Rare variant edition of this detailed map of the Battle of Taos, fought in January 1847.

The map shows the positions of the US Military detachment under the command of Colonel Sterling Price, which was sent from Santa Fe to Taos, New Mexico in January 1847 to respond to local resistance to American Rule, following the taking of New Mexico by the US Army during the Mexican-American War.

The plan shows the location of the various American comanding officers (Dyer, Angney, Hassendaubel, McMillen and Burgwin) arrayed around the northwest walls of the Church at Pueblo de Taos, where they had chased the local resistence.  The positions of Captain Slack and Ceran St. Vrain to the east is also shown, as are positions of unnamed soldiers.

The Battle of Taos was a conflict between American occupying forces and local Mexican resistance in Taos, following the taking of the region by the US Army under the command of Stephen Watts Kearny, at the outset of the Mexican-American War.  After Kearny departed with his forces for California, he left Colonel Sterling Price in command of U.S. forces in New Mexico and appointed Charles Bent as New Mexico's first territorial governor.  

New Mexican citizens resented the American occupation and feared that their land titles would not be recognized by the United States and that American sympathizers would prosper at their expense. After Kearny's departure, local resistance in Santa Fe plotted an uprising, which was joined by numerous Native American allies, including Puebloan peoples, who also wanted to push the Americans from the territory.

The insurrection began at Taos on January 19, 1847, led by Pablo Montoya, a Hispano, and Tomás Romero, a Taos Puebloan. Romero led a Native American force to the house of Governor Charles Bent, where they broke down the door, and wounded Bent, who would ultimately be killed and scalped. The rebel force killed and scalped several other government officials, along with others seen as related to the new US territorial government, including  Stephen Lee, acting county sheriff; Cornelio Vigil, prefect and probate judge; and J.W. Leal, circuit attorney. "It appeared," wrote Colonel Price, "to be the object of the insurrectionists to put to death every American and every Mexican who had accepted office under the American government."

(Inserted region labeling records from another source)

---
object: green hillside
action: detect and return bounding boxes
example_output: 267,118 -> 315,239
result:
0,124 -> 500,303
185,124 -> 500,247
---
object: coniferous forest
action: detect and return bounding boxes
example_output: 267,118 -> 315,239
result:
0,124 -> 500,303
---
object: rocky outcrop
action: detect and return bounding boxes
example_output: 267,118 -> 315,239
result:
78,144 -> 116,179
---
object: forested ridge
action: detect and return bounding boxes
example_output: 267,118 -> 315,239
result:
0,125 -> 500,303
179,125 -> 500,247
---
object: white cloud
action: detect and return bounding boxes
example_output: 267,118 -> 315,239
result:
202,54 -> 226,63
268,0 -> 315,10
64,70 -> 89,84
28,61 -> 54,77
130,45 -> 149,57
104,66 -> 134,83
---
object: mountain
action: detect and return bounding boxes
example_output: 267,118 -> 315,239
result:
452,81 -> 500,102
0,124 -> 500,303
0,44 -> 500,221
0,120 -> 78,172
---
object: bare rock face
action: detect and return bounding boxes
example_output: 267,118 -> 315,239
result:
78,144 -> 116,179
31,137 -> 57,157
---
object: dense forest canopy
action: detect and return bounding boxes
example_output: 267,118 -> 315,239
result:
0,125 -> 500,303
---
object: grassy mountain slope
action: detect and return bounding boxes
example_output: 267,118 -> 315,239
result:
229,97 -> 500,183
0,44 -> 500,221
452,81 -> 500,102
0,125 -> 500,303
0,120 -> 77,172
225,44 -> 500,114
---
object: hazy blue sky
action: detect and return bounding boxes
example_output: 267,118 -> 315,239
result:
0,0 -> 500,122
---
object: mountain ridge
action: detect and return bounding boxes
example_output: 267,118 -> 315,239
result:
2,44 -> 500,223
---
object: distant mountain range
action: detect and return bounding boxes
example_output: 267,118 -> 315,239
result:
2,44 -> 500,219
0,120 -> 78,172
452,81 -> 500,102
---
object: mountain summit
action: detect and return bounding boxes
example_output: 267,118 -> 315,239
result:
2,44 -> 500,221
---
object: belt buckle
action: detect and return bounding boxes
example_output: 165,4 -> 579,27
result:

Colonel Price led more than 300 US troops from Santa Fe to Taos, together with 65 volunteers, including a few New Mexicans, organized by the Bent Brothers' business partner, Ceran St. Vrain. Along the way, the combined forces beat back a force of some 1,500 Hispanos and Puebloans at Santa Cruz de la Cañada and Embudo Pass. The insurgents retreated to Taos Pueblo, where they took refuge in the thick-walled adobe church, but were ultimately captured, tried and put to death in April 1947.

Variant Edition

The present example lacks a page number and is different than the editions which were included in published reports.  The embellishment to the title is also different.